When the original Mk1 VW Touareg was released in 2002, CAR Magazine drove it across North Africa and even let the real Tuareg tribespeople have a go in it across the Sahara. Now our own Georg Kacher has had a go in the latest hybrid version.
4×4=bad, but hybrid 4×4=good?
This is the first VW to use the same hybrid technology as the Porsche Cayenne. The big VW has the same Audi-sourced 3.0-litre supercharged petrol V6 from the S4, supplemented by a 46bhp electric motor.
The parallel system allows the usual hybrid party piece of two miles of silent wafting up to 30mph, but also works at high speed, decoupling the petrol engine under a trailing throttle at speeds of up to 100mph. This clever tech silences the usual hyrbid critics, who often gloat that most hybrid systems are useless during motorway cruises.
VW Touareg Hybrid: the new oily bits
The new Touareg is more than just a cosmetic facelift. Underneath, 47kg has been saved from the suspension largely through substituting aluminium for the previous car’s steel. Further changes include wider front and rear tracks and 72 extra litres in the boot. The cabin has also been stretched, updated and redesigned, creating a more functional, better equipped place to sit.
On the road, VW’s engineers have provided us with a car that is almost unrecognisable compared with the last model. Body roll is minimal, with pitch and yaw all but eliminated due to chunkier anti-roll bars. Equally, early understeer and brake dive have been culled. Steering is still on the light side, but is more direct and easier to moderate than the previous generation.
Yet the system is far from perfect; the eight-speed auto can be hesitant and jerky, with the brakes feeling artificial and spongy when trying to combine both mechanical and regenerative deceleration. The fundamental switch between electric and petrol motors can on occasion prove jerky.
How does the new VW Touareg ride?
That is not to say that the VW Touareg Hybrid itself is a bad car, far from it; although it lacks the sporting edge of an X5 or Range Rover Sport, it rides much better than both. If one is so inclined one can spec a Touarge with adjustable air suspension, giving the option of either comfort or sport mode, which lowers and stiffens the entire set-up.

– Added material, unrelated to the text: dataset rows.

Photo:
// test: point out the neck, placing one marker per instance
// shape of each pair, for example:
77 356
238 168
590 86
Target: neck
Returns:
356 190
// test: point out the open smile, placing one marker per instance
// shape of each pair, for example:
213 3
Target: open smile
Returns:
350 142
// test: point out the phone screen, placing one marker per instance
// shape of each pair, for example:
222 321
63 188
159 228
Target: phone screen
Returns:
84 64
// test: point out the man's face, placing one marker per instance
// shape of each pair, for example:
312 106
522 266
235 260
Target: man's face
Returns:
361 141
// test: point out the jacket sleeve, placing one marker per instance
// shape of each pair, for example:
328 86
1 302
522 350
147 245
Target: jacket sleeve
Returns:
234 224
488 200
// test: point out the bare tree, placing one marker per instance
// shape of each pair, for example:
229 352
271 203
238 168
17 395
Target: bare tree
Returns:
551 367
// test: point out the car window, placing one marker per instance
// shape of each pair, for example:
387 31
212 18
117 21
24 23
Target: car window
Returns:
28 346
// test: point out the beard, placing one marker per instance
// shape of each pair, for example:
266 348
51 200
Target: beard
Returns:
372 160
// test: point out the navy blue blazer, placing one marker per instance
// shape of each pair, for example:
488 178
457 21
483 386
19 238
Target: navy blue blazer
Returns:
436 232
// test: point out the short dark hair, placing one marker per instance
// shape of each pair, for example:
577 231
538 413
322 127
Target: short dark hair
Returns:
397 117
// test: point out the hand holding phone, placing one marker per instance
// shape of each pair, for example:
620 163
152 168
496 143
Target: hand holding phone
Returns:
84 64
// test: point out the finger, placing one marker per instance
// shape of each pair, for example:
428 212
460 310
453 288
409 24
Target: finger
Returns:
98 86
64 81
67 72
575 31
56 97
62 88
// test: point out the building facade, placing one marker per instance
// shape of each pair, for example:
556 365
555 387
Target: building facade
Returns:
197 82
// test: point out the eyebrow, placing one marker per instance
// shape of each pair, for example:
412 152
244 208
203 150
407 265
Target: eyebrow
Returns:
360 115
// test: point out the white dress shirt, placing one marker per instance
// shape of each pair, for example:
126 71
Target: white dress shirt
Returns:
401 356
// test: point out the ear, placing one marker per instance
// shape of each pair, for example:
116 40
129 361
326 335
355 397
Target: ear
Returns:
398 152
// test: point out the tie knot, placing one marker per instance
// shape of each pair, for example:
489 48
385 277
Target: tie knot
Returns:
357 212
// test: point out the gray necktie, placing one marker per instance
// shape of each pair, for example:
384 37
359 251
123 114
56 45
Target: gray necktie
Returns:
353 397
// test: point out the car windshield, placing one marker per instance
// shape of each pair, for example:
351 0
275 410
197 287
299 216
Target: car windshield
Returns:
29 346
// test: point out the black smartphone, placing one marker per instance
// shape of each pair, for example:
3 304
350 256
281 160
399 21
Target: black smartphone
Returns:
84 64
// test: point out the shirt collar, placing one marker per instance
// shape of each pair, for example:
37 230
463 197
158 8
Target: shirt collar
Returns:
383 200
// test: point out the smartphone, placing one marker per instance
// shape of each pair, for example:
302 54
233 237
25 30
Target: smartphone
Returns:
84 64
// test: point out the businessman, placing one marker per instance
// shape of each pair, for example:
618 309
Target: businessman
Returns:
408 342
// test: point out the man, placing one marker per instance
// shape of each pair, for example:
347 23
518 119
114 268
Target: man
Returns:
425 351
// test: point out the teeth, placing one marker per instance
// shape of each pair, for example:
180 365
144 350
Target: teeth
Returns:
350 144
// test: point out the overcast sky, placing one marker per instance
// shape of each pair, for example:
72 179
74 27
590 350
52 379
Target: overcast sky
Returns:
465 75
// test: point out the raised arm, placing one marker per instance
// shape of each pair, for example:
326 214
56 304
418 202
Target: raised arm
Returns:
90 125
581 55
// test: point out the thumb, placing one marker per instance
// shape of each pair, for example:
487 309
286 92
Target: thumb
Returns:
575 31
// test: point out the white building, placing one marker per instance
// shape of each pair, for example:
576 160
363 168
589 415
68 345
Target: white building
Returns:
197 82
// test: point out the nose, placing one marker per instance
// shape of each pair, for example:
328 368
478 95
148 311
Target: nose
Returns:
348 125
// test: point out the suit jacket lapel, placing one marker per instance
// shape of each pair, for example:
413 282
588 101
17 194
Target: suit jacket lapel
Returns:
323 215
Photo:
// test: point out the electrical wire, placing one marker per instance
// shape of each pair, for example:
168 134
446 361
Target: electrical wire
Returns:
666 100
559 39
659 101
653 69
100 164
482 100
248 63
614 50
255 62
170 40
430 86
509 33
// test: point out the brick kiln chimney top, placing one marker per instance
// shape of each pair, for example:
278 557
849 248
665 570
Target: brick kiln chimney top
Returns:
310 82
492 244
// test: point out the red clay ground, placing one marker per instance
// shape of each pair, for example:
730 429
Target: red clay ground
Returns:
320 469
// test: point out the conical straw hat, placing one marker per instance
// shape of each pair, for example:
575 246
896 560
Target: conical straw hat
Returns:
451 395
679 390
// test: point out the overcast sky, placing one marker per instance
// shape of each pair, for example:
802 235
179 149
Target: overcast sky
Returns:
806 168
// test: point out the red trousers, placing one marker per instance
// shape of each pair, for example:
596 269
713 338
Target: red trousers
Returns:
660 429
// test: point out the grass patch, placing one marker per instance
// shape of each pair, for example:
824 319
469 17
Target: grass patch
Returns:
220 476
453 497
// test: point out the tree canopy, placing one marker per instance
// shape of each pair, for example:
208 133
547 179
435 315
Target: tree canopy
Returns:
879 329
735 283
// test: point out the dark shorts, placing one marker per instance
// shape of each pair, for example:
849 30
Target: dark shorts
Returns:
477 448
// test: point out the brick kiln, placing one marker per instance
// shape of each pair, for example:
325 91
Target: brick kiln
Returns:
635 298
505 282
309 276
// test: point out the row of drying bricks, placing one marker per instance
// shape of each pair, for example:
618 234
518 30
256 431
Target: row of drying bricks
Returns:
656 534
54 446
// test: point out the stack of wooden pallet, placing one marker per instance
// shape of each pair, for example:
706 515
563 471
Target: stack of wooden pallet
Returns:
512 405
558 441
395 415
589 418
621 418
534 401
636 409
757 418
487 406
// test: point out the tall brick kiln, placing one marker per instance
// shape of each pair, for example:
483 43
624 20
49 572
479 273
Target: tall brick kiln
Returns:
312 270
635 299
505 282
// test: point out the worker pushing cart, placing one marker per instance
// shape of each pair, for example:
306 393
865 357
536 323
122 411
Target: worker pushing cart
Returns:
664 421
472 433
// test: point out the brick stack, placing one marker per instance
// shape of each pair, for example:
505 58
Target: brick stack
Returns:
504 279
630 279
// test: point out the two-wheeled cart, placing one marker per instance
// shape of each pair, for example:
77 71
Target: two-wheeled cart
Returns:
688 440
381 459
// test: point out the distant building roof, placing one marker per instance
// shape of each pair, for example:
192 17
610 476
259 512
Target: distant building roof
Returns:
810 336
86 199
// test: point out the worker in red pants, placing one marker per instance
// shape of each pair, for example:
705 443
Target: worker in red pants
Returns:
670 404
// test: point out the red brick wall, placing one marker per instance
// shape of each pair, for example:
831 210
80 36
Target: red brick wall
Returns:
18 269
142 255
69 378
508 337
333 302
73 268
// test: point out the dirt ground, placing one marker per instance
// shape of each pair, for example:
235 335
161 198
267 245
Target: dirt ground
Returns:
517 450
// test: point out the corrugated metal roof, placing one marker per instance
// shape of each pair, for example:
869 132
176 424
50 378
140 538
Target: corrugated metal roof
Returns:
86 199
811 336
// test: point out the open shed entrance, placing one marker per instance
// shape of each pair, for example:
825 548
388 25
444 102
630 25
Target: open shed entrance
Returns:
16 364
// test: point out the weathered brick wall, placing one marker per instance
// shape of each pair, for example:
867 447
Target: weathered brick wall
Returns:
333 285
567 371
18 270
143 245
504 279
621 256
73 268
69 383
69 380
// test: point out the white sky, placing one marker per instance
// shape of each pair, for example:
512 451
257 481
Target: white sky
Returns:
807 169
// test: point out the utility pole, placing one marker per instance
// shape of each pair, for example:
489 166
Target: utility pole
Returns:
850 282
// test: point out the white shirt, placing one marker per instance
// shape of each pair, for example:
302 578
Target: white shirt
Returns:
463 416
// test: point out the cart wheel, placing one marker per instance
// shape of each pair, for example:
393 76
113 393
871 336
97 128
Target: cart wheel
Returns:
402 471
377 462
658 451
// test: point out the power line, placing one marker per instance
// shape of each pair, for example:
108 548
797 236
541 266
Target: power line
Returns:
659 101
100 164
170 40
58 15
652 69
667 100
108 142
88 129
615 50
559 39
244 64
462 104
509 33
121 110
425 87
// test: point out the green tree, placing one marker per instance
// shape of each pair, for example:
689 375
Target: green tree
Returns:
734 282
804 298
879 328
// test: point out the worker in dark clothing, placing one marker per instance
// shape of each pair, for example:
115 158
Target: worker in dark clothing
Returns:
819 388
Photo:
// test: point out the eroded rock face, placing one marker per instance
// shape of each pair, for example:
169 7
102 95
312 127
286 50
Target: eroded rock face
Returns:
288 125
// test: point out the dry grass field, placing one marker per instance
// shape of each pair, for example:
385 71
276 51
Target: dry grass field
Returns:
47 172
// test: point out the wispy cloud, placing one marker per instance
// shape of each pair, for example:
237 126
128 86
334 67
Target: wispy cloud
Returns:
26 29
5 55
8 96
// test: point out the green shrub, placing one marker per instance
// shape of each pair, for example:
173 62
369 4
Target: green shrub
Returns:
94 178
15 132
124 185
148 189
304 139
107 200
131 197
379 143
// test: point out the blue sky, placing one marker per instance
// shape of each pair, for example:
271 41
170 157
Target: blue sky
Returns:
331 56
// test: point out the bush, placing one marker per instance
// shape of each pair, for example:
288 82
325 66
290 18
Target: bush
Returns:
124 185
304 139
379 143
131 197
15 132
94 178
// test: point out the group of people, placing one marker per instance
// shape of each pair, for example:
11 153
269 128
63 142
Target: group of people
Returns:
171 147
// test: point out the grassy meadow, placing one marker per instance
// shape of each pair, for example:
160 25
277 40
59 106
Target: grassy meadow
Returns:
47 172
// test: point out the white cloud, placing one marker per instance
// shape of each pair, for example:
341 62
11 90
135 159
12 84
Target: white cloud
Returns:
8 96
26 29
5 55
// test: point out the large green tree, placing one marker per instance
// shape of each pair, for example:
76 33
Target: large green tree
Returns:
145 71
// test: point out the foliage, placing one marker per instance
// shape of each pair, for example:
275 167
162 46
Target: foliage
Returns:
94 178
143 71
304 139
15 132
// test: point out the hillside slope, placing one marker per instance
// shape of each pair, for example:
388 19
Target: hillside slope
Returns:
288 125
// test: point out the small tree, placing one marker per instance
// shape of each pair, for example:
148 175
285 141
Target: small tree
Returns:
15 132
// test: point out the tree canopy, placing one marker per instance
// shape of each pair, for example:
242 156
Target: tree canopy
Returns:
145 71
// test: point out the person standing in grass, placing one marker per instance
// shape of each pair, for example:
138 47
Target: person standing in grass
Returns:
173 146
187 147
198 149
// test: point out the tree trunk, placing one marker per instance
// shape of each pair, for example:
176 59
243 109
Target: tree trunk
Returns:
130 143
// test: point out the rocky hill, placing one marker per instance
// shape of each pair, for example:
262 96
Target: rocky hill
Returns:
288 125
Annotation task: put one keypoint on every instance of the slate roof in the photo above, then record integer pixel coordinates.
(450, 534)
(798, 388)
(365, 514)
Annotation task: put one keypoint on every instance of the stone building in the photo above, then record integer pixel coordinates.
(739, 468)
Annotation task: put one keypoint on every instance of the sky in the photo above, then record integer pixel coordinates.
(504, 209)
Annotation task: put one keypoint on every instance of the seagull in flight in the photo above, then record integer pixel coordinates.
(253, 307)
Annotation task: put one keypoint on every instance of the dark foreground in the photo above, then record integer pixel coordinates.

For those who want to wallow in lots and lots of mud, you may also specify the 4XMotion off-road pack, which increases wheel travel, ride height, fording depth and so forth. But we’d rather save the money and have the sat-nav and panorama sunroof.
Aside from the attraction of a nice smug look whilst silently wafting around town, there is sadly very little reason to recommend the hybrid Touareg over its diesel sibling. The TDI is more economical, significantly lighter, faster accelerating, has a higher top speed and is £18,000 cheaper.
That’s a helluva lot of money for a smug grin. So while we’re impressed by the new hybrid, it’s hard to recommend it over the diesel.